Nayla tertawa kecil. "Maaf, Mas. Saya lupa ngasih tahu. Saya kira tadi apaan. Habisnya Mas banyak 'tapi'-nya. Nanti saya kirim lewat WA, ya."
"Baik, Mbak. Saya tunggu."
Setelah telepon berakhir, Nayla terkikik sendiri. "Gue kira apaan, ternyata dia cuma nggak tahu alamat rumah. Emang cowok satu ini susah ditebak."
Lalu Nayla segera mengirimkan alamatnya ke Ardi melalui chat WA.
Ardi membaca pesannya dan langsung membalas, "Iya, Mbak."

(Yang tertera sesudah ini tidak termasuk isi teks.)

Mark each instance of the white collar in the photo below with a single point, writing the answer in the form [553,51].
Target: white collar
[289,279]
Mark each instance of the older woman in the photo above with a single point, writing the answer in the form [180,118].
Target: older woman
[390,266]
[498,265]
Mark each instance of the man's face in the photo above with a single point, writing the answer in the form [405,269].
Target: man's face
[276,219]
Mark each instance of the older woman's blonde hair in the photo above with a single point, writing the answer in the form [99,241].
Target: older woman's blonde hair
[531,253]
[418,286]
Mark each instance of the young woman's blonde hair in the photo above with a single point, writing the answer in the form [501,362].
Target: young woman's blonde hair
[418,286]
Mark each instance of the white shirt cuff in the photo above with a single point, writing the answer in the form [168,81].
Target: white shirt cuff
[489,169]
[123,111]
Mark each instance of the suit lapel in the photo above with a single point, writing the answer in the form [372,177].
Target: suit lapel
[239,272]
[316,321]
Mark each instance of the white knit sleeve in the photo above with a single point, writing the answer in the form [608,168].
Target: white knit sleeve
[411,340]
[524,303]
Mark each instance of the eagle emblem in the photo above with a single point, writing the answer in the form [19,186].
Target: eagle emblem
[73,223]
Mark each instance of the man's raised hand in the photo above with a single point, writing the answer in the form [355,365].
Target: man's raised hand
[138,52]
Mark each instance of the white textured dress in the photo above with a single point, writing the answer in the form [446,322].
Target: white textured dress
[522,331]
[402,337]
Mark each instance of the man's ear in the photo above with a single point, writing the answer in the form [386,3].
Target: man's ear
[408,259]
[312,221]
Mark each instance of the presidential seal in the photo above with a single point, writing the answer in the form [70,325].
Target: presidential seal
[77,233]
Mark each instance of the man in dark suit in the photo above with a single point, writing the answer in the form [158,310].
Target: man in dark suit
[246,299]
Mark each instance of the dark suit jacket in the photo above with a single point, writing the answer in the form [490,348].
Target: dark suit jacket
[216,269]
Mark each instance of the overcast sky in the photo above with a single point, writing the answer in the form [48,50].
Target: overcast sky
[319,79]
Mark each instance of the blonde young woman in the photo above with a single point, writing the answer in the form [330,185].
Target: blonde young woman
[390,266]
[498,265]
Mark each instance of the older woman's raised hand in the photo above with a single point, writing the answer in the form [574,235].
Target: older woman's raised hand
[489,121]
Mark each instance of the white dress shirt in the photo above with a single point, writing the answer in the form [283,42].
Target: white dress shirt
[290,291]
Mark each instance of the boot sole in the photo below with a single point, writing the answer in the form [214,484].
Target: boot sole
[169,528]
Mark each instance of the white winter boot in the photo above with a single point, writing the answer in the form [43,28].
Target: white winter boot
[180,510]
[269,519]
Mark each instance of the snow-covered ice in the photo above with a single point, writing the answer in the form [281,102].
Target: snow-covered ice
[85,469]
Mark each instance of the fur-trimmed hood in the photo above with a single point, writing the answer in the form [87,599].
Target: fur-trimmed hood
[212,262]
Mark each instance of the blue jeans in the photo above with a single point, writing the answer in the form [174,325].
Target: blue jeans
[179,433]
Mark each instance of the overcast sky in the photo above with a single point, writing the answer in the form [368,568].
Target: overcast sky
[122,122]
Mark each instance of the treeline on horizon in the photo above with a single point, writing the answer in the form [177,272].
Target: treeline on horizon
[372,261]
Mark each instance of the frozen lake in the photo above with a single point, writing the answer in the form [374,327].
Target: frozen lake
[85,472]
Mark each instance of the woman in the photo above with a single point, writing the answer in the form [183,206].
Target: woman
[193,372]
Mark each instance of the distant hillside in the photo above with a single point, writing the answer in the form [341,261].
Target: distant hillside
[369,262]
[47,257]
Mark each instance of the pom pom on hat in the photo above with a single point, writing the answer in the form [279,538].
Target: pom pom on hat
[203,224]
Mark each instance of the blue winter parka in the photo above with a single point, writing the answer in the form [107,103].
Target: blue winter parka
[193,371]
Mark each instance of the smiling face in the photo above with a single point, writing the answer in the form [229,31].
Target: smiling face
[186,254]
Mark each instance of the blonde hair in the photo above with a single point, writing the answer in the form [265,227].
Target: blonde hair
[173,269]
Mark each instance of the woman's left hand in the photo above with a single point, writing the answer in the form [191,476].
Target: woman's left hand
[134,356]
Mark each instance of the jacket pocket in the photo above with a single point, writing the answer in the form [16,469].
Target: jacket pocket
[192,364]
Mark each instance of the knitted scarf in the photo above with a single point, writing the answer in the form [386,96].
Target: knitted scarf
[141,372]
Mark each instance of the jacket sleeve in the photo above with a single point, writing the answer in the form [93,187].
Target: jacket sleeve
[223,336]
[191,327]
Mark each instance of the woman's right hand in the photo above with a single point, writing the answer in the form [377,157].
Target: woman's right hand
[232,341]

Sementara itu, di rumah mewah Nayla, ia buru-buru mencari Papanya, Reza. Setelah menemukannya di ruang kerja, ia langsung memanggilnya.
"Pa?"
Reza menoleh. "Iya, ada apa, Nay?"
Nayla langsung menceritakan soal Ardi.
Setelah mendengar keputusan Ardi, Reza semakin curiga. Dalam hati ia membatin, "Anak ini pasti ada maunya..."
"Besok Papa tunggu dia jam 9. Kalau telat, Papa nggak mau kasih dia kerja," tegas Reza.
Nayla langsung mengirim chat ke Ardi, "Mas Ar, Papa nunggu besok jam 9, jangan telat."
Ardi membaca pesan itu dan segera membalas, "Baik Mbak."